Novembre 1918. La guerre touche à sa fin mais les poilus ne savent que plus ou moins où ils se situent dans tout ça. C’est tout près de l’armistice que le lieutement d’Aulnay-Pradelle décide de lancer une attaque qui servira à son propre honneur, celle de la cote 103. De ce moment découle l’histoire d’Albert Maillard, soldat de milieu modeste et d’Édouard Péricourt, artiste flamboyant issu d’un milieu aisé devenu gueule cassée. Après la guerre, ils cherchent à trouver leur place dans ce monde dans lequel ils ne se reconnaissent plus.

Mon avis

Je n’avais étrangement aucune attente par rapport à ce roman. Dix ans plus tard, j’en avais entendu de toutes les couleurs et je m’attendais donc à quelque chose de « moyen », un peu dans le genre de ce que j’ai lu de lui (Le serpent majuscule). Par contre, bonne surprise ici, j’ai passé un très bon moment non seulement de divertissement mais j’ai peu entrevoir certaines réalités sur la 1e grande guerre dont je n’avais pas pris la mesure jusqu’alors. Call me néophyte.
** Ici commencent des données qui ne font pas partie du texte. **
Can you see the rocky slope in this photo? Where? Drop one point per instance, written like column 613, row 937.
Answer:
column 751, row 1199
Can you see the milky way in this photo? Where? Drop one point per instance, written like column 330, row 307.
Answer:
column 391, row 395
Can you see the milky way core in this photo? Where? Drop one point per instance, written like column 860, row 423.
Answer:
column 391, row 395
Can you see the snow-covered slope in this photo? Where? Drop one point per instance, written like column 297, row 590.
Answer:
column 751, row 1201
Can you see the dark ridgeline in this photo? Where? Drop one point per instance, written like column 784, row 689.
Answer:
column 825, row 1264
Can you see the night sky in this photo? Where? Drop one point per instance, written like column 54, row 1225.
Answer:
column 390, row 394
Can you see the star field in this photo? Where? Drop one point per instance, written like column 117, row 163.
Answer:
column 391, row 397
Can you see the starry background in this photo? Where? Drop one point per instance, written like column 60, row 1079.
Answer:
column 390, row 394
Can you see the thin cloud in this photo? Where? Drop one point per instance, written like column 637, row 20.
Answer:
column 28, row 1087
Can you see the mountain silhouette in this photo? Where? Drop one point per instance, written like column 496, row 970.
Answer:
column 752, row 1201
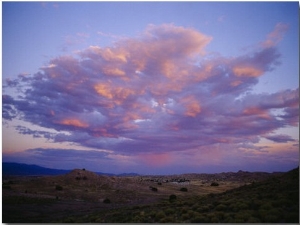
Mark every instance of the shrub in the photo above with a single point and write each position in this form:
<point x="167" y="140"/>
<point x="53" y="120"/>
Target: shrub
<point x="183" y="189"/>
<point x="172" y="198"/>
<point x="214" y="184"/>
<point x="160" y="215"/>
<point x="58" y="188"/>
<point x="221" y="207"/>
<point x="154" y="189"/>
<point x="106" y="201"/>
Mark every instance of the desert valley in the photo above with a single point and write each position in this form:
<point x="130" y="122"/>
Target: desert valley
<point x="84" y="196"/>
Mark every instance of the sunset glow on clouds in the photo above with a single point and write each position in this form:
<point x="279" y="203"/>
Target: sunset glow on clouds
<point x="160" y="102"/>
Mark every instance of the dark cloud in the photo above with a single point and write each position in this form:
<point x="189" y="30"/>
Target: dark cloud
<point x="281" y="138"/>
<point x="155" y="93"/>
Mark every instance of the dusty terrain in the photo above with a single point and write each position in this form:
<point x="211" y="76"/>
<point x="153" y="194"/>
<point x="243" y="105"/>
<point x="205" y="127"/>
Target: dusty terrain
<point x="80" y="192"/>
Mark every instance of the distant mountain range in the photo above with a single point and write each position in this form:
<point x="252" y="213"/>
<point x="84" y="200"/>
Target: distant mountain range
<point x="20" y="169"/>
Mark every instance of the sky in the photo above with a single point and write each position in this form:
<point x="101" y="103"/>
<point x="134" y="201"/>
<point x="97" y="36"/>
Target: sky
<point x="151" y="87"/>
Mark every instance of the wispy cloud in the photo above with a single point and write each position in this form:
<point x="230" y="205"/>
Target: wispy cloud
<point x="154" y="95"/>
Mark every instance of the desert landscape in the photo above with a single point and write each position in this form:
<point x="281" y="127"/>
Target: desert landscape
<point x="83" y="196"/>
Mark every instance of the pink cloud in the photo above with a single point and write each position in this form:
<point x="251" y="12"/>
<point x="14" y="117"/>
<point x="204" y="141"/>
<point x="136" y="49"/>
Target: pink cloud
<point x="156" y="95"/>
<point x="276" y="35"/>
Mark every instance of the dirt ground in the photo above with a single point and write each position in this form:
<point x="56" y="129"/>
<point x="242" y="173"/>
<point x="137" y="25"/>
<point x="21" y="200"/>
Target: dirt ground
<point x="38" y="199"/>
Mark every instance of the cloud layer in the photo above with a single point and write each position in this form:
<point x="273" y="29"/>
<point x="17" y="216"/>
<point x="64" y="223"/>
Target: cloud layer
<point x="156" y="94"/>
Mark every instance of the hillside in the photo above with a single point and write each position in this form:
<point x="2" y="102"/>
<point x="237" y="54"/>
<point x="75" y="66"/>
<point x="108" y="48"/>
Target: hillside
<point x="21" y="169"/>
<point x="84" y="196"/>
<point x="275" y="200"/>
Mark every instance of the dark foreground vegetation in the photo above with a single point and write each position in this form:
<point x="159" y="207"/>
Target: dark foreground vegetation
<point x="274" y="200"/>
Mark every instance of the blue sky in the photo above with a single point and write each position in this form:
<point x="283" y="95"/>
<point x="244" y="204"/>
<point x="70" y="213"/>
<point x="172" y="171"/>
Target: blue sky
<point x="252" y="45"/>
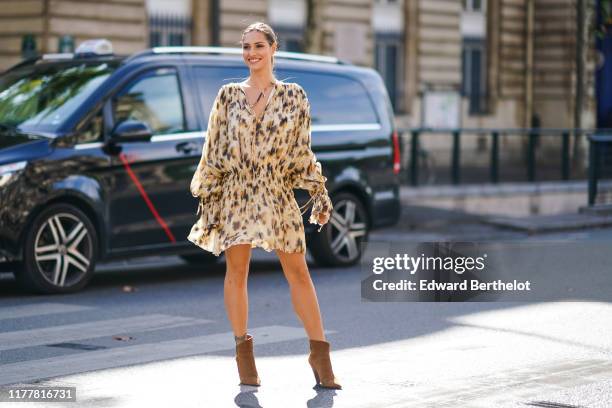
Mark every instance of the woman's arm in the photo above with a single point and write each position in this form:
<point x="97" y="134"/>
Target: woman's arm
<point x="207" y="179"/>
<point x="304" y="170"/>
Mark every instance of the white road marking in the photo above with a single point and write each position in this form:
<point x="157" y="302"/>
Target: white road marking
<point x="91" y="329"/>
<point x="39" y="309"/>
<point x="138" y="354"/>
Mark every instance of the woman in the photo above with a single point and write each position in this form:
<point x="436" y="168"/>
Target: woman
<point x="257" y="150"/>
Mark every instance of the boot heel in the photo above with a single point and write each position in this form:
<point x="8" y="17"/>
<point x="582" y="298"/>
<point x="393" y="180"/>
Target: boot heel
<point x="321" y="365"/>
<point x="245" y="360"/>
<point x="316" y="376"/>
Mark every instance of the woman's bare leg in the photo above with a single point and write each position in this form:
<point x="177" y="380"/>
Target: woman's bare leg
<point x="303" y="294"/>
<point x="235" y="287"/>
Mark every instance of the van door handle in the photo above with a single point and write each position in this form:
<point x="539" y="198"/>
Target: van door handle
<point x="187" y="147"/>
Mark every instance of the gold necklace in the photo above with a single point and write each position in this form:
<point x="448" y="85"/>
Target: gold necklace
<point x="261" y="93"/>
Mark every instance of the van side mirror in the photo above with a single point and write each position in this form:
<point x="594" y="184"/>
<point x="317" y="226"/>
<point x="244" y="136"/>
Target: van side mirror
<point x="132" y="130"/>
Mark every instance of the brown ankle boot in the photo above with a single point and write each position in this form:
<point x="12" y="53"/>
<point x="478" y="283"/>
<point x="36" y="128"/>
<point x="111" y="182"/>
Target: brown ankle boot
<point x="246" y="362"/>
<point x="321" y="364"/>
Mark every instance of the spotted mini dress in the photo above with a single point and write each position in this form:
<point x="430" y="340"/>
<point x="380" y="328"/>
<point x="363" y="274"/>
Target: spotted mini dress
<point x="249" y="168"/>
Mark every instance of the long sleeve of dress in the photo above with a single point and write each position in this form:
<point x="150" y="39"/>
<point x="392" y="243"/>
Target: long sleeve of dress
<point x="305" y="170"/>
<point x="207" y="181"/>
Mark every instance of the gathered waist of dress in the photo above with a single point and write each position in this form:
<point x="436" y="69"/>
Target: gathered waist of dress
<point x="259" y="174"/>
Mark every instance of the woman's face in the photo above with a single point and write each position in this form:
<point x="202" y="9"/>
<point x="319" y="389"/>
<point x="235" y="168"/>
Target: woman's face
<point x="256" y="51"/>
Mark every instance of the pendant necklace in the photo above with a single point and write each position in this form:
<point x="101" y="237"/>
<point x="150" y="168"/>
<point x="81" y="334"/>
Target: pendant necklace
<point x="261" y="93"/>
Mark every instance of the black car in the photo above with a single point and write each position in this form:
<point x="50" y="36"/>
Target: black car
<point x="97" y="152"/>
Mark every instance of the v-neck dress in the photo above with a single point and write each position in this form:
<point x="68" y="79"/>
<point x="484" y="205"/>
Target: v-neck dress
<point x="249" y="168"/>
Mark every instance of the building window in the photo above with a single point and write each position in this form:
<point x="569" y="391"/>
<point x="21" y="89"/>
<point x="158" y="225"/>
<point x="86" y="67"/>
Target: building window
<point x="473" y="5"/>
<point x="474" y="75"/>
<point x="388" y="61"/>
<point x="290" y="39"/>
<point x="169" y="30"/>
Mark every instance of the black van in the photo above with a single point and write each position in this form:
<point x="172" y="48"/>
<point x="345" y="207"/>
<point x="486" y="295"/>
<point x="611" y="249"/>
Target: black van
<point x="97" y="152"/>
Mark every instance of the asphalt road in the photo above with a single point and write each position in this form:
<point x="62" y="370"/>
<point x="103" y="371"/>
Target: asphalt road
<point x="175" y="346"/>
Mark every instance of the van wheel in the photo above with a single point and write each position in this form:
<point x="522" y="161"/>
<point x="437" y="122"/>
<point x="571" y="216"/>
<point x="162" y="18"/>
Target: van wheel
<point x="207" y="258"/>
<point x="60" y="251"/>
<point x="339" y="241"/>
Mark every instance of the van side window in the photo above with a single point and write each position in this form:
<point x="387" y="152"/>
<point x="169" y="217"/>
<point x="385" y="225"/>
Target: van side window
<point x="334" y="99"/>
<point x="154" y="98"/>
<point x="92" y="130"/>
<point x="208" y="81"/>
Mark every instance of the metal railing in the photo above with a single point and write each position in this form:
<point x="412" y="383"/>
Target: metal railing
<point x="600" y="169"/>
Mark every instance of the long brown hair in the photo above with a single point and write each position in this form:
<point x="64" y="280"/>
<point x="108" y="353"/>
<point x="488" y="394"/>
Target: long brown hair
<point x="264" y="28"/>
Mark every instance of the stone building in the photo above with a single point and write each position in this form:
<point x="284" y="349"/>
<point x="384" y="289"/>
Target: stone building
<point x="467" y="63"/>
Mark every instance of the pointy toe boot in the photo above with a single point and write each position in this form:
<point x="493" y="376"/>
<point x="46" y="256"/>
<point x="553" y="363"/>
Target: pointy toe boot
<point x="245" y="360"/>
<point x="321" y="365"/>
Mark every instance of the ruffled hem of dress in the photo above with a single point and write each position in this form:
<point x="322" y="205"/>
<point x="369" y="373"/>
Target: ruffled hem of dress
<point x="211" y="243"/>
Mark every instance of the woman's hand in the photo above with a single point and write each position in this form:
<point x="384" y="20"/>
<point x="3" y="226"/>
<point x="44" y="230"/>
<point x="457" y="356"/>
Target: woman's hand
<point x="323" y="218"/>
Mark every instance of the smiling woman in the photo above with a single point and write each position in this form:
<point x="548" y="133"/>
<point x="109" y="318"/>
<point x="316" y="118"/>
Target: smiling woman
<point x="257" y="150"/>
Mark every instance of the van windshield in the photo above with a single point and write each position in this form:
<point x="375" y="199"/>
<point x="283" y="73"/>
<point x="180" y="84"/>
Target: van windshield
<point x="39" y="98"/>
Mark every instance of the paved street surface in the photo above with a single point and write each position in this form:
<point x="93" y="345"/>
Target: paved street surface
<point x="177" y="347"/>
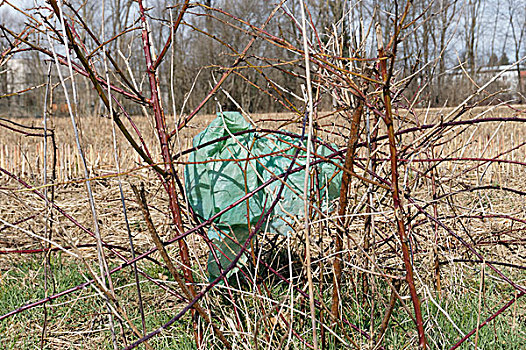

Le roman s’ouvre sur une scène au front qui fait… réagir. Du moins, elle m’a fait réagir pour ne pas dire enrager. On se prend de détestation pour Henri d’Aulnay-Pradelle et c’est cette haine qui m’a portée tout au long du roman. Tout ce qui pouvait lui faire du tort me plaisait, même les magouilles complètement immorales et délirantes. Ceux qui ont lu savent. Chaque personnage est un peu beaucoup spécial (sauf peut-être Albert Maillard) aucun n’est toujours aimable et ils ont tendance à faire un peu n’importe quoi mais je me suis tout de même attachée à eux et à leurs malheurs. Que fait-on après la guerre quand tout le monde n’en a que pour les morts et se fiche des vivants?

Car c’est ce qui arrive à plusieurs anciens combattants. Éclopés, traités n’importe comment, ils voient leurs amis morts glorifiés mais pour eux, c’est plus compliqué. Comment se trouver une place quand personne ne veut de nous? Et c’est un peu de cette époque d’après-guerre qu’on nous parle dans ce roman. On nous parle du commerce de la guerre, des profiteurs et de ceux qui écopent à travers ces histoires de soldats ainsi que de la famille de l’un d’eux. Ça nous tient en haleine, on veut savoir ce qui va arriver à ces gens, même quand, souvent, ils ont pris des décisions complètement folles. J’adore Édouars et sa flamboyance et les discussions entre Madeleine et son mari… jubilatoire pour moi!

Nous avons ici une écriture accessible, entraînante, avec une construction qui suscite l’intérêt. J’ai aimé reconnaître des citations et références ici et là et j’ai bien apprécié les traits d’humour. On passe du rire à la colère en passant par la désolation la plus totale. Bref un bon moment de lecture, qui m’a fait passer un bon moment et m’a emmenée ailleurs dans ces moments particuliers. J’ai apprécié.